Have you noticed my own blessing?
Dear
God,
When we get to heaven, can we sit on your sofa? Or is it
the same old story?
Dear God,
Excuse me, but why are there cars named after the jaguar,
the cougar, the mustang, the colt, the stingray, and the
rabbit, but not one named for a dog? How often do you see
a cougar riding around? We dogs love to ride! I know
every breed cannot have its own model, but would it be
possible to rename the Chrysler Eagle the Chrysler Beagle?
Dear God,
If a dog barks, and barks, and barks in the forest and no
human hears him, is he still a bad dog?
Dear God,
If we come back as humans, is that good or bad?
Dear God,
More meatballs, less spaghetti, please.
Dear
God,
When we get to the Pearly Gates, do we have to shake
hands to get in?
Dear God,
Are there dogs on other planets, or are we alone?

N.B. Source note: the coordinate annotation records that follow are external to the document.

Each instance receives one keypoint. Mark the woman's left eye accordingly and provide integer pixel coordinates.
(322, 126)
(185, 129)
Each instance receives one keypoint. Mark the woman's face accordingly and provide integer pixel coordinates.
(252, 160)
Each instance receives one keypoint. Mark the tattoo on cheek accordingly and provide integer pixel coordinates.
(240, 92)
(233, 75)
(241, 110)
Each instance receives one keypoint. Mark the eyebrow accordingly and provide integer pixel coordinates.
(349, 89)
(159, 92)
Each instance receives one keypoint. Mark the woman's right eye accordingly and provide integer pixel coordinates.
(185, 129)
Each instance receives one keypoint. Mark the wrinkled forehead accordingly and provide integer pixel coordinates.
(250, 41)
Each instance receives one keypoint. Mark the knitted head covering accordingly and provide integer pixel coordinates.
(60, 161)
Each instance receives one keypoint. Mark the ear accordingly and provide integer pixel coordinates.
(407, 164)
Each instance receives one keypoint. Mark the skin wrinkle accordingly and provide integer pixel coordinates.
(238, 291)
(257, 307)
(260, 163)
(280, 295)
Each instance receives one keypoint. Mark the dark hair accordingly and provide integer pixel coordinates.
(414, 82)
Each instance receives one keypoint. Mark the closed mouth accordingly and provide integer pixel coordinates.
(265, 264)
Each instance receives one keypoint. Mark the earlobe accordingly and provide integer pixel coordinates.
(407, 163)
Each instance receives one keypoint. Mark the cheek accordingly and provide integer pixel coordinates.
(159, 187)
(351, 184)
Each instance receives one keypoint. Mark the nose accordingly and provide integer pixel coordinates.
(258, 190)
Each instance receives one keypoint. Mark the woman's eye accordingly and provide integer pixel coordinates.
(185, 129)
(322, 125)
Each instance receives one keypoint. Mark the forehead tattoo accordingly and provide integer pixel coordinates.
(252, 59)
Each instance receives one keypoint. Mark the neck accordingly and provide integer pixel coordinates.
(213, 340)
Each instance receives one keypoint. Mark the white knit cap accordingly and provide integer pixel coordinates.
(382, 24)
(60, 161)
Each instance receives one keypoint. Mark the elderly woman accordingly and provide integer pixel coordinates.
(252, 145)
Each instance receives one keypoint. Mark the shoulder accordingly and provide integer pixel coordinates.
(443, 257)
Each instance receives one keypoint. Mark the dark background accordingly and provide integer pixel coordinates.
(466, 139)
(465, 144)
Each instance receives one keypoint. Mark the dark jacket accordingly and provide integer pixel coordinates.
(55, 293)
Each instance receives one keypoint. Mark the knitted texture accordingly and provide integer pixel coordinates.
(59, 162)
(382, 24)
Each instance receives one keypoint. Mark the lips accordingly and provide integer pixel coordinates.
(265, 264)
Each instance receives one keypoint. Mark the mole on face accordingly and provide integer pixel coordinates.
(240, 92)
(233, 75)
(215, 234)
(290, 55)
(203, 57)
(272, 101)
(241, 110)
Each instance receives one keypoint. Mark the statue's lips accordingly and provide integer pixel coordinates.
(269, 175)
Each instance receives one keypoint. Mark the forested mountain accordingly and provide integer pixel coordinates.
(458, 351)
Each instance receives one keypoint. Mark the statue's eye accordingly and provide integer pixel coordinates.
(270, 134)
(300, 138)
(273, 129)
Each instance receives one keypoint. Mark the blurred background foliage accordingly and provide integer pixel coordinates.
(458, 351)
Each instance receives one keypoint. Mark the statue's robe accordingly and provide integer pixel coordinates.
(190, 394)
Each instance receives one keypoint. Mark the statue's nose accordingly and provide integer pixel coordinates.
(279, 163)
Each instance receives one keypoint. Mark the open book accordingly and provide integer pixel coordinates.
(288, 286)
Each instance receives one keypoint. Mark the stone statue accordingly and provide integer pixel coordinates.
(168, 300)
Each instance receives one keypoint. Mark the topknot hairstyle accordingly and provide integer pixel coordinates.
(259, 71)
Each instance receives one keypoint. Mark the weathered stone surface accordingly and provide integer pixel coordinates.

I have
been howling at the moon and stars for a long time, but
all I ever hear back is the beagle across the road!
Dear God,
Is it true that dogs are not allowed in restaurants
because we can't make up our minds what NOT to order?
Or is it that thing about carpets again?
Dear God,
The new terrier I live with just peed on the Oriental rug
and I have a feeling my family might blame me 'cuz they
think I'm jealous of this stupid mutt, Since they have no
sense of smell, how can I convince them I'm innocent?